Tangan jatuh menumpu badan yang bertekuk lutut. Mendekat, bunyi mesin di kejauhan menarik pikiran dan niat hidup perlahan bangun. Harphy menyeret maju kakinya, menyerah saat lampu mobil menyorotnya sekilas. Kendaraan itu berhenti, sampingnya menghadap sang kapten regu.
“Tolong... Tolong aku...” suara Harphy tidak bisa lebih dari bisik.
Sopir mobil keluar, tidak mengindahkan pinta Harphy, dan membuka pintu penumpang. Sepatu hitam hak tinggi menapak tanah. Paha mulus nan lembut keluar diundang lutut, membawa lainnya. Gaun sama gelap jatuh menyelubungi tapi tidak menutupi umpan rasa. Kain tipis nan halus pada dada memperlihatkan kulit dalam kekaburan menggoda yang semu, mengundang mata tuk melihat sayap pundak yang tak ditutupi apapun. Mahkota panjang sosok itu melayang di dingin udara, ungunya mengalahkan hitam malam.
Pintu di belakang Harphy terbuka. Mona berjalan mendekat, masih pegang gada haus darah, cairan merah itu menetes dari bola besinya. Mona bergantian memandang Harphy dan si sosok baru.
“Ades.” Mona berdiri di samping Harphy dan mengangguk hormat kepadanya, memberi pengetahuan pada Harphy kalau ini bukanlah pertolongan yang dia harapkan.
Tangan Ades naik setinggi telinga. Telapak dibuka, mengekspektasi sesuatu. Radio panggilan ditangkapnya setelah Mona lempar. Ades memberi sedikit perhatian ke benda itu sebelum fokus tertuju sepenuhnya ke Mona.
“Kerja yang hebat, anakku, Mona. Sekarang, kamu bisa kembali.”
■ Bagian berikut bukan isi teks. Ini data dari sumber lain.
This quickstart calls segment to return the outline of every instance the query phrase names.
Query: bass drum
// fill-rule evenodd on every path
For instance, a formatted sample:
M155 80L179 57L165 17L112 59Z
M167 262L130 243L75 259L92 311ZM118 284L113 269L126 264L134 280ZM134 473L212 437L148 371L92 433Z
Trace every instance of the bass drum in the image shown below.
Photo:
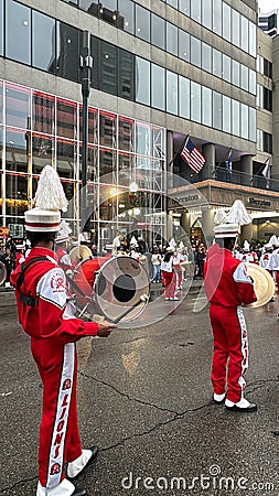
M95 302L106 319L132 321L148 302L150 282L147 270L131 257L111 258L96 273L94 293Z

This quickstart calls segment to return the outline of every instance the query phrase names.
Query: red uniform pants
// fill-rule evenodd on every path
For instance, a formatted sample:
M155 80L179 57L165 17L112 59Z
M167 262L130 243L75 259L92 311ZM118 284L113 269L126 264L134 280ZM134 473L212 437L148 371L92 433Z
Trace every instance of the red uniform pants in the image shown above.
M76 406L76 347L52 339L31 339L31 349L43 382L40 425L39 479L43 487L57 486L65 462L82 454Z
M211 304L211 324L214 336L212 384L216 395L226 390L228 400L237 403L245 388L244 374L248 368L246 323L240 306L225 308Z

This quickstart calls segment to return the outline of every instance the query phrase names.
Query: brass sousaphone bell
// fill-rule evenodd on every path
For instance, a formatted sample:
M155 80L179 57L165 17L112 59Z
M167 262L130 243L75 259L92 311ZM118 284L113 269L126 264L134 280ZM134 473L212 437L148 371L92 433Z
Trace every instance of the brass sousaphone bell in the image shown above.
M258 309L267 304L275 294L275 281L270 273L256 263L247 262L247 273L253 279L257 301L246 306Z

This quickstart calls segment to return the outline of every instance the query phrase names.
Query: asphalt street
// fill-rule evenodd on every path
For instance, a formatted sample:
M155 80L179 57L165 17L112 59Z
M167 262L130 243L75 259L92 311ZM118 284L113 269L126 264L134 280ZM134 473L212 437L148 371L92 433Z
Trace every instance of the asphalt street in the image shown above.
M100 450L78 481L88 495L279 495L277 299L244 309L258 411L233 413L212 402L208 306L196 298L159 299L140 326L78 343L81 436ZM0 292L0 494L33 496L42 388L12 291Z

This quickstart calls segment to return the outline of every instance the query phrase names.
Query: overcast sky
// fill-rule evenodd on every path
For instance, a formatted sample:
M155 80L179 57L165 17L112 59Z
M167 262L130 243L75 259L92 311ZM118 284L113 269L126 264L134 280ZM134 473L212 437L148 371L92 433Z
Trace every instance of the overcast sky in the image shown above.
M279 0L258 0L260 12L268 13L273 9L279 9Z

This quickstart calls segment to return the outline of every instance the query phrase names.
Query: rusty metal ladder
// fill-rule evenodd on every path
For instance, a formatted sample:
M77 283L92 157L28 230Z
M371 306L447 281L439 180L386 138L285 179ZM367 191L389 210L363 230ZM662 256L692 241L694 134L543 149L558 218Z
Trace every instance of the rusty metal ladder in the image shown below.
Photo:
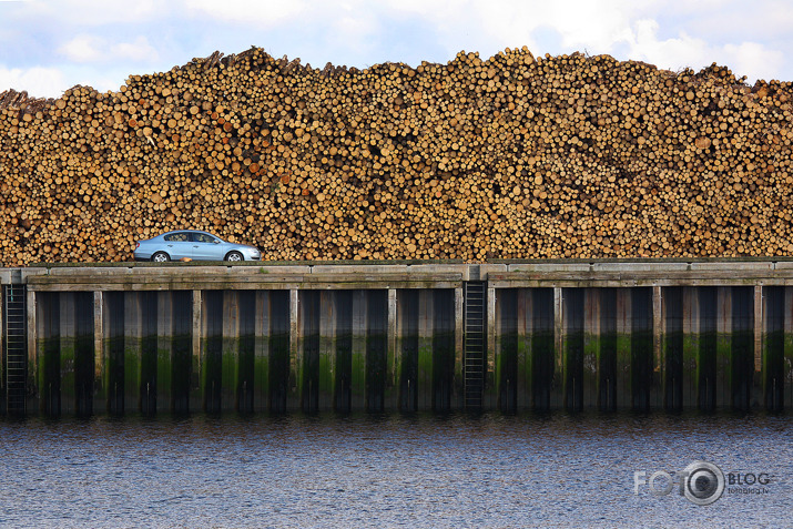
M27 406L26 288L3 285L3 365L6 367L6 409L8 415L24 415Z
M487 288L485 282L464 283L464 379L467 409L481 408L485 389Z

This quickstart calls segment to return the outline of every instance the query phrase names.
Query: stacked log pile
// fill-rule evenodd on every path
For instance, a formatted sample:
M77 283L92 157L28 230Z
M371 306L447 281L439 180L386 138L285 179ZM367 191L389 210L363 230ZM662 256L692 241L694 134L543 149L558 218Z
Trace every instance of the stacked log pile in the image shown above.
M793 254L791 83L611 57L313 69L261 49L0 94L0 263L201 228L266 260Z

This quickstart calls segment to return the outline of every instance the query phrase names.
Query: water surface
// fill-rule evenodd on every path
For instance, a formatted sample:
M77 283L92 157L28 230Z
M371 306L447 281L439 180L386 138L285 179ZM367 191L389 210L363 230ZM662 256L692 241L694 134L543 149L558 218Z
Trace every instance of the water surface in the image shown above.
M29 418L0 447L2 526L793 526L790 415ZM772 482L634 495L694 459Z

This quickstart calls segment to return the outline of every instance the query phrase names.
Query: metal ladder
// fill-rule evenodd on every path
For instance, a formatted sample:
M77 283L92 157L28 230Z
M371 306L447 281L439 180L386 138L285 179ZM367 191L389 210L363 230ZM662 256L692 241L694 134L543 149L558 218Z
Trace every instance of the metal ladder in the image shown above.
M24 415L28 372L26 292L23 285L3 285L6 407L9 415Z
M485 282L464 283L464 379L466 408L481 408L485 389L487 289Z

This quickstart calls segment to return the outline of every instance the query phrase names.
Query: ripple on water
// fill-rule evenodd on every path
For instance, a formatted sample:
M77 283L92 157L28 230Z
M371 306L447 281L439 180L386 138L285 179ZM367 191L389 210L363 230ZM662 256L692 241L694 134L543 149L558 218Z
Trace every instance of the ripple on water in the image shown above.
M789 526L790 415L0 421L2 526ZM708 507L633 472L769 472Z

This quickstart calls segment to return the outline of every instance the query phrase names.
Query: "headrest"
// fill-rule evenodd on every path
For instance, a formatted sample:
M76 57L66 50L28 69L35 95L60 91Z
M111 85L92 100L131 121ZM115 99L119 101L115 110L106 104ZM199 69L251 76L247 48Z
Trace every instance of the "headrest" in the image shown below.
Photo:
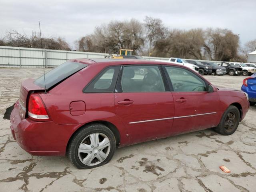
M124 77L126 78L133 78L135 75L134 70L132 69L126 69L124 70Z

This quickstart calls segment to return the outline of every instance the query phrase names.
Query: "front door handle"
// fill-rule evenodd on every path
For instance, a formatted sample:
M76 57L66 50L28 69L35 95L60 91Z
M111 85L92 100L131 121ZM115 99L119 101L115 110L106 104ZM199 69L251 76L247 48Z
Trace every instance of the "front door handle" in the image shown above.
M133 103L133 101L131 101L130 100L120 101L117 102L117 103L120 105L128 105L132 104L132 103Z
M185 98L183 98L183 97L182 97L181 98L179 99L176 100L176 102L180 102L181 103L184 103L184 102L185 102L186 101L187 101L187 100Z

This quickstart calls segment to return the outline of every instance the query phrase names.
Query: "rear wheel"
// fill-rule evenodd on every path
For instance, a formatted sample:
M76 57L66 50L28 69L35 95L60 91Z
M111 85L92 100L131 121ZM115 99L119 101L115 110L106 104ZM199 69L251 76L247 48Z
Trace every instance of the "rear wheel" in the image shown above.
M234 71L232 69L230 70L228 72L228 74L230 76L234 76L234 75L235 75L235 71Z
M198 73L201 75L204 75L204 71L202 69L200 69L199 70L198 70Z
M239 110L237 107L231 105L224 113L220 124L214 130L222 135L231 135L236 130L240 121Z
M116 150L116 139L106 126L97 124L76 133L68 149L72 164L79 169L90 169L109 162Z
M256 104L256 102L253 102L252 101L249 101L250 105L251 106L254 106Z
M249 75L249 73L247 71L243 71L243 75L244 76L248 76Z

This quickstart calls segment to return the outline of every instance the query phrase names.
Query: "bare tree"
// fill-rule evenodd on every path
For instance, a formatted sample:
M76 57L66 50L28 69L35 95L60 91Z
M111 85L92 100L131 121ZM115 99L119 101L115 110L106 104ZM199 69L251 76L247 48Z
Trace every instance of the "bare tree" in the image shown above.
M120 49L130 49L136 53L141 51L144 40L143 24L132 19L98 26L92 34L82 37L78 44L82 51L118 53Z
M161 46L162 44L161 42L166 38L168 30L160 19L146 16L144 22L146 39L149 42L148 51L150 52L154 49L154 48L152 48L152 46Z
M5 45L14 47L41 48L41 39L39 34L32 32L30 36L25 33L20 33L17 31L11 30L7 32L4 41ZM68 43L62 38L44 38L42 39L43 48L49 49L70 50Z
M256 39L246 42L244 46L240 48L240 51L244 60L247 60L248 54L253 51L256 50Z
M209 59L228 61L237 57L239 37L231 30L209 28L205 39L204 48Z

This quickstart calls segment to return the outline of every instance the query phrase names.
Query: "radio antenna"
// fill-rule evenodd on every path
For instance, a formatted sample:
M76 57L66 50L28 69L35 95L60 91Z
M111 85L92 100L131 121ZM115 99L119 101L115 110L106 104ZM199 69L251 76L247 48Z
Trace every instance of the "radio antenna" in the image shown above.
M40 21L38 21L39 24L39 30L40 30L40 39L41 39L41 48L42 49L42 56L43 58L43 68L44 68L44 93L46 92L46 86L45 83L45 73L44 72L44 52L43 51L43 44L42 42L42 34L41 33L41 27L40 27Z

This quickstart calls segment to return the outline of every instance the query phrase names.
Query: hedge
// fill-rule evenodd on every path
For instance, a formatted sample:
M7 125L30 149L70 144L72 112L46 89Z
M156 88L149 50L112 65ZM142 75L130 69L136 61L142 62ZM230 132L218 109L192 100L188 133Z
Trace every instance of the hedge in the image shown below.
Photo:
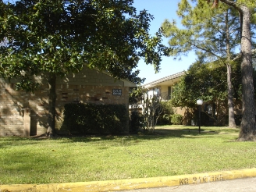
M124 105L69 103L64 106L64 122L70 133L121 133L128 126Z

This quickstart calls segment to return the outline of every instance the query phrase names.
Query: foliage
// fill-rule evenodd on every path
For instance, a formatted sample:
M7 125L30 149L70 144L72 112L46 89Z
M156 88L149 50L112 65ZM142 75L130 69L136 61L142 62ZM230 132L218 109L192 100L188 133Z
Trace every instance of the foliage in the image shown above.
M174 114L171 100L162 101L162 112L158 118L158 125L170 125L171 115Z
M123 133L128 115L123 105L65 105L64 122L70 133Z
M35 76L48 75L48 131L55 130L55 80L87 66L140 83L140 59L158 71L170 52L161 33L148 34L153 16L137 13L133 0L20 0L0 2L0 76L33 91ZM20 78L20 79L19 79ZM30 83L32 82L32 83ZM36 86L31 87L33 86Z
M130 133L137 133L140 130L144 128L144 119L141 112L133 110L131 111L130 116L129 131Z
M233 62L233 90L234 98L241 97L241 73L238 62ZM197 109L196 101L201 98L204 104L215 106L216 115L209 116L216 124L227 116L226 105L226 68L218 62L202 63L198 60L190 66L180 81L175 85L172 104L175 107L188 107ZM200 85L200 86L198 86ZM205 112L208 114L208 112Z
M171 115L171 122L173 125L182 125L183 116L180 114Z
M145 93L146 90L141 86L133 88L129 94L129 104L130 105L137 105L139 102L141 101L143 95Z
M212 9L208 3L204 0L182 0L177 14L182 19L183 27L178 28L175 21L169 20L162 27L164 34L170 38L169 42L174 48L172 55L175 57L180 59L195 51L198 57L204 57L205 62L218 60L220 65L226 66L229 126L235 127L231 60L240 44L240 15L233 7L224 4ZM213 7L217 4L215 2Z
M143 95L142 113L145 123L145 130L148 132L154 132L158 118L163 112L162 99L160 95L151 94L148 91Z

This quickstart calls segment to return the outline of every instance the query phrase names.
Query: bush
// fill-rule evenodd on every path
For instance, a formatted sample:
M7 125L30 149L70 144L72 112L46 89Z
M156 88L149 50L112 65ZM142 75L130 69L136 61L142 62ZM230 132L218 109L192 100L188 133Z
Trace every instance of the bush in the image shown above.
M130 118L130 132L137 133L139 129L144 128L143 115L137 111L132 111Z
M126 131L127 109L123 105L69 103L64 123L70 133L120 133Z
M171 115L174 113L171 101L162 101L162 107L163 112L158 118L158 125L170 125Z
M183 116L180 114L171 115L171 122L173 125L182 125Z

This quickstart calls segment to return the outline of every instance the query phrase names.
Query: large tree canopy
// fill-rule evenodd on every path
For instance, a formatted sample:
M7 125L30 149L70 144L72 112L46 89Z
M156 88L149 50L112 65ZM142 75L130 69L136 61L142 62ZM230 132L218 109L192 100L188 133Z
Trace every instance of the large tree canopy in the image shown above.
M205 63L198 59L190 66L180 82L175 85L172 96L172 104L176 107L188 107L196 110L194 101L201 98L204 104L214 107L215 113L209 116L215 125L226 125L228 107L226 103L226 66L220 65L221 61ZM241 99L241 73L238 60L233 63L232 84L234 99ZM198 86L200 85L200 86ZM206 115L208 115L205 111Z
M142 58L156 71L168 52L161 34L148 34L153 16L133 0L20 0L0 2L2 76L22 76L18 87L34 91L34 75L48 74L48 128L55 127L55 79L84 65L114 77L140 82L133 72Z
M176 21L165 20L162 25L163 33L169 37L169 43L174 48L172 55L176 58L195 51L208 62L219 60L220 65L226 66L229 126L235 127L231 60L240 48L239 14L226 5L212 9L206 1L193 2L182 0L179 3L177 14L182 18L183 27L177 27Z
M237 1L230 1L230 0L192 0L191 2L196 2L194 9L196 10L193 15L189 15L189 16L193 16L195 18L192 20L189 20L189 17L186 15L187 12L190 13L190 9L189 5L188 0L181 0L180 6L183 10L182 12L178 12L181 16L185 18L183 20L183 24L187 25L189 28L187 31L181 31L181 34L183 36L195 37L197 39L201 39L201 34L196 34L194 36L194 30L196 29L197 31L203 32L204 34L211 34L211 31L208 31L205 28L201 28L201 27L205 26L205 23L211 23L212 20L212 15L211 14L212 10L209 9L210 8L217 8L219 9L214 9L216 12L219 12L219 10L222 12L222 9L226 6L229 6L233 9L233 11L236 11L237 14L240 15L240 53L241 53L241 73L242 73L242 101L243 101L243 119L241 123L241 130L239 136L240 140L254 140L256 135L256 124L255 124L255 108L254 108L254 86L253 86L253 69L252 69L252 53L251 48L254 44L251 41L251 23L254 21L255 17L255 7L256 2L251 0L237 0ZM213 2L213 5L210 5L209 3ZM222 3L219 3L222 2ZM199 11L199 12L198 12ZM185 12L185 14L183 14ZM200 13L200 14L198 14ZM201 16L198 16L198 15ZM216 16L216 15L215 15ZM187 20L186 20L187 19ZM188 19L188 20L187 20ZM217 19L219 19L217 17ZM210 20L210 22L207 22L207 20ZM200 26L202 23L204 26ZM197 28L191 28L190 29L190 25L194 27L194 24L197 25ZM215 27L213 25L213 27ZM172 30L173 31L173 30ZM205 33L204 33L205 32ZM172 35L172 34L171 34ZM183 38L186 41L187 38ZM183 43L182 41L182 43ZM192 41L193 43L195 41ZM205 53L212 51L211 46L212 48L218 48L219 51L221 50L221 46L223 45L219 43L215 43L215 39L206 41L202 44L190 44L189 46L183 46L181 49L179 50L179 41L176 46L177 46L176 51L174 53L179 55L180 52L186 52L192 48L200 48ZM175 41L173 41L175 44ZM186 44L185 44L186 45ZM210 46L208 46L210 45ZM231 45L229 44L229 45ZM186 49L187 48L187 49ZM229 47L230 49L230 47ZM228 48L226 49L228 50ZM230 51L230 50L229 50ZM219 52L218 53L222 53L222 52ZM230 58L229 59L229 54L226 52L226 57L225 57L227 61L227 69L229 70L229 65L230 62ZM214 56L217 56L218 54L212 54ZM229 73L229 72L228 72ZM229 78L229 77L228 77ZM229 82L229 81L228 81ZM229 81L230 82L230 81ZM230 90L230 89L229 89ZM229 100L231 101L229 93Z

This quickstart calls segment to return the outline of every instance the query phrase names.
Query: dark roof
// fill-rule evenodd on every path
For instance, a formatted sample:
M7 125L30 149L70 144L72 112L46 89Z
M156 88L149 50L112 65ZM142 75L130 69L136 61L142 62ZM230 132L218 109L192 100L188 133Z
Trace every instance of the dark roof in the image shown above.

Sekilas Mona melirik Harphy. Namun, daripada pandangan ingin membunuh, Mona memandang seperti anak kecil kehilangan nafsu makan; menghina dan mengejek. Mona mengangguk, berjalan balik, dan menutup pintu.
Kepala Ades pelan-pelan memutar ke Harphy. Tersenyum.
● ● ● ● ●
Ruta duduk di atas kursi kerja hitam. Jemari sibuk menekan satu sama lain, bergetar penuh kebingungan, sampai melupakan tumpukan kertas pada pojok meja kerja. Pesan kemarin masih membuat jantungnya berdegup. Dia ingin teriak sekencang-kencangnya, keras, sekeras-kerasnya. Bingung. Khawatir.
Selain pesan itu, tidak ada pesan lagi datang dari Kelompok Harphy.
Bel pintu berbunyi, tanda orang masuk. Ruta hampir meledak ke orang yang datang bila dia tidak sadar orang itu adalah targetnya.
Tuan Feruci.
“Tidak perlu lama-lama,” ucapnya, telapak terangkat ke wajah Ruta. “Saya datang ingin mengembalikan sesuatu yang saya percaya adalah milikmu.”
Feruci menaruh radio panggilan pada meja kerja. Sedikit bercak darah menempel di sisinya, dan benda itu sendiri masih hidup, menunjukkan frekuensi pribadi milik Ruta.
“Dalam membuat rencana ke depannya, akan lebih bijak bila anda tidak bermain-main dengan saya. Diri anda sudah memiliki panutan sempurna di kedua orang tuamu, jadi saya pikir tidak perlu mencoba ambil jalan di luar punggung mereka. Itu artinya anda tidak menghormati mereka.” senyum Feruci tipis tapi berat akan kelicikan.
“Urusan saya di sini sudah selesai,” imbuhnya, berjalan mundur. “Semoga hari anda menyenangkan.” dan Feruci pun berbalik, meninggalkan denting bel di kantor Ruta.
Ruta memandang pintu. Satu. Sepuluh. Tiga puluh. Detik, kemudian genap satu menit. Napas baru keluar. Kertas berjatuhan ke lantai saat meja terhempas sedikit ke atas setelah Ruta menendangnya. Sakit pada tulang kering tidak menang melawan rasa sakit dalam dada. Punggungnya menyerah ke sandaran kursi dan tangannya meremas dada. Apakah sudah tidak ada cara lain? Ruta sudah melempar uang ke pilihan paling mahal. Tidak mungkin dia bisa menerima fakta kalau dirinya kalah.
Mata jatuh pada radio panggilan di meja. Bercak merahnya berteriak sunyi, saksi bisu atas kengerian apa yang orang-orang suruhannya rasakan. Ruta menghela napas berat. Dua tangan berkeringat dinginnya mengelap wajah. Setidaknya dia masih hidup. Pemikiran Ruta bukanlah lagi pikiran predator haus darah dengan keinginan menggulingkan gajah, melainkan pikiran mangsa yang berhasil kabur bertahan hidup akibat kesalahan. Dia ingin minum. Dia ingin mandi.
Dia ingin tidak mau bersaing lagi dengan Tuan Feruci.